Ten nadele van verdachte geldt dat hij eerder voor een vuurwapendelict is veroordeeld. Verdachte is recidivist met betrekking tot geweldsdelicten en loopt tevens in een proeftijd.
Alles afwegende kan niet worden volstaan met een andere of lichtere straf dan gevangenisstraf van na te melden duur.

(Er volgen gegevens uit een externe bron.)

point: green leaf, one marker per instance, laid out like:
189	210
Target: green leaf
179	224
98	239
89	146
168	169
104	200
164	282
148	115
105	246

9.Toepasselijke wettelijke voorschriften

De op te leggen straf is mede gegrond op de artikelen 1:13, 1:62 en 1:224 van het Wetboek van Strafrecht.

10.Beslissing

Het gerecht:
verklaart niet bewezen dat de verdachte het tenlastegelegde zoals in rubriek 4A omschreven heeft begaan en spreekt verdachte daarvan vrij;
verklaart bewezen dat de verdachte de tenlastegelegde feiten zoals hierboven bewezen geacht heeft begaan;
verklaart niet bewezen hetgeen aan de verdachte meer of anders is tenlastegelegd en spreekt verdachte daarvan vrij;
verklaart het bewezenverklaarde strafbaar en de verdachte hiervoor strafbaar;
kwalificeert het bewezenverklaarde als hierboven omschreven;
veroordeelt de verdachte tot een
gevangenisstrafvoor de duur van
DERTIG (30) MAANDEN;
bepaalt dat de tijd die door de veroordeelde voor de tenuitvoerlegging van deze uitspraak in verzekering en in voorlopige hechtenis is doorgebracht, bij de tenuitvoerlegging van de opgelegde gevangenisstraf in mindering wordt gebracht;
Dit vonnis is gewezen door de rechter mr. E.M.D. Angela en uitgesproken ter openbare terechtzitting van dit gerecht op 20 mei 2016, in tegenwoordigheid van de griffier.